"It's just to fool us": the pay slip remains illegible for a large majority of French people

Nearly 70% of French people do not understand their payslip , according to an Ipsos study for Payfit (a payroll software), published on Monday, September 8. Only 13% of French people are able to say the exact number of days off they have left to take from their payslip.
Faced with the vagueness, Enzo, a young 22-year-old marble worker, does as 80% of French people do when he looks at his pay slip and is only interested in one line: "What I'm looking for is mainly the last line, the net figure and no more, what I receive in my bank account," he explains to RMC .
His colleague, Bastien, 24, examines his pay slip a little more closely, but like 57% of those surveyed in the study, he says he gets lost in the jargon and technical terms: "It's not clear, these are rather complicated words and terms, I would like it to be simplified, and for someone to be able to explain to me in 4 lines what it means."

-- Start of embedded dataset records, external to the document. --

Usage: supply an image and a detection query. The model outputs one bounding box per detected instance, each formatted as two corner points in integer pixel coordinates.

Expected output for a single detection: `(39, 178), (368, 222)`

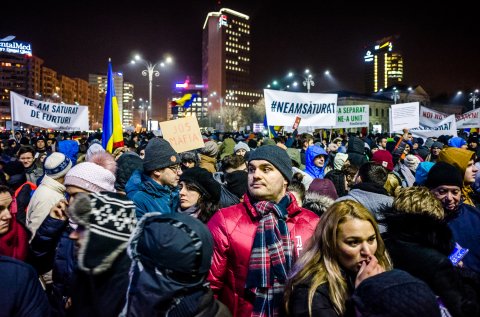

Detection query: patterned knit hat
(64, 162), (116, 192)
(43, 152), (72, 179)
(68, 192), (137, 274)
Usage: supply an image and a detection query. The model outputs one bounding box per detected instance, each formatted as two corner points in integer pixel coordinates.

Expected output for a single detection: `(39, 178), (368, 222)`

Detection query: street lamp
(288, 69), (315, 93)
(391, 88), (400, 104)
(131, 54), (172, 130)
(469, 89), (479, 110)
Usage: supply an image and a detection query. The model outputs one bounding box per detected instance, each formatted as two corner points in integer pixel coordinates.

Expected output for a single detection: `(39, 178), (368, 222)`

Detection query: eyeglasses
(167, 165), (182, 173)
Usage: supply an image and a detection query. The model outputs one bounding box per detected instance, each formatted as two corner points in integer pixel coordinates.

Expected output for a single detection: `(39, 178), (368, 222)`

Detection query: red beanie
(372, 150), (394, 172)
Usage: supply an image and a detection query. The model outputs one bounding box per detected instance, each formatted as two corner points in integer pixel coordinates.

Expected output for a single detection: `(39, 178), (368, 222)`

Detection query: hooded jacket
(438, 147), (476, 206)
(305, 145), (329, 179)
(207, 194), (319, 317)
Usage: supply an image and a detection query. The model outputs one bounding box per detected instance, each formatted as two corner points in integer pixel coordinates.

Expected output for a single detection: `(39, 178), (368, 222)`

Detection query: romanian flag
(102, 59), (124, 153)
(171, 93), (198, 109)
(263, 115), (278, 138)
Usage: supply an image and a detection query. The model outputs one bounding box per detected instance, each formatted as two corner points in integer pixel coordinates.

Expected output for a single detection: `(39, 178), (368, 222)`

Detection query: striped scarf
(246, 192), (295, 317)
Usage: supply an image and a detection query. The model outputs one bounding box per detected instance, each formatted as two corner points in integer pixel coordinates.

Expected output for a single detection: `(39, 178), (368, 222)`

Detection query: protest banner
(456, 108), (480, 128)
(419, 106), (448, 127)
(335, 105), (369, 128)
(253, 123), (263, 133)
(10, 91), (89, 131)
(411, 114), (457, 138)
(159, 115), (204, 153)
(264, 89), (337, 127)
(390, 102), (419, 132)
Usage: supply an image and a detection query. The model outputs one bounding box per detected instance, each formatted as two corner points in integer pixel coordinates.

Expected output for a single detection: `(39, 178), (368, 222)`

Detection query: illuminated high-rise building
(202, 8), (262, 129)
(364, 36), (404, 93)
(88, 72), (124, 124)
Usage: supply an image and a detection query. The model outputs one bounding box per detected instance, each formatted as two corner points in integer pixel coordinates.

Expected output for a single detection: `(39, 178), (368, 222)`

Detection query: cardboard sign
(159, 116), (205, 153)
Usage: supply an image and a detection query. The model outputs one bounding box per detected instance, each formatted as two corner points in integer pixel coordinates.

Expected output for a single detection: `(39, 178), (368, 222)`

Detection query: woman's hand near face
(355, 255), (385, 288)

Faced with these questions, Emilie Le Dorze, an executive assistant at this SME with 14 employees, is on the front line: "If it were easier to understand on pay slips, it could avoid questions from employees, which I sometimes tell them I can't answer, and I have to find out," she assures RMC. "Most of the time, employees don't know why they're contributing, or what the rights behind it will give them. It's not clear!" she adds.
However, it is possible to make things clearer, according to Gérald, an entrepreneur in Denmark: "In Denmark, it's 3 lines. You have a gross line, a line for all common expenses, then the amount on which you will not pay taxes and this amount increases if you have children, rather than family allowances. After that, it's finished and the withholding tax is included in it," he explains on RMC Story .

"It's a company designed to confuse us. The less we understand, the less reason we have to complain. I think it's deliberate, otherwise we'd be one," Joëlle Dago-Serry says on the set of Les Grandes Gueules . "The goal is for us to understand nothing, like all our bureaucracy with paperwork everywhere," adds the self-employed entrepreneur.
But for better readability, we may have to wait a long time, as Bruno Le Maire 's promise of April 2024 to move to around fifteen lines has remained a dead letter.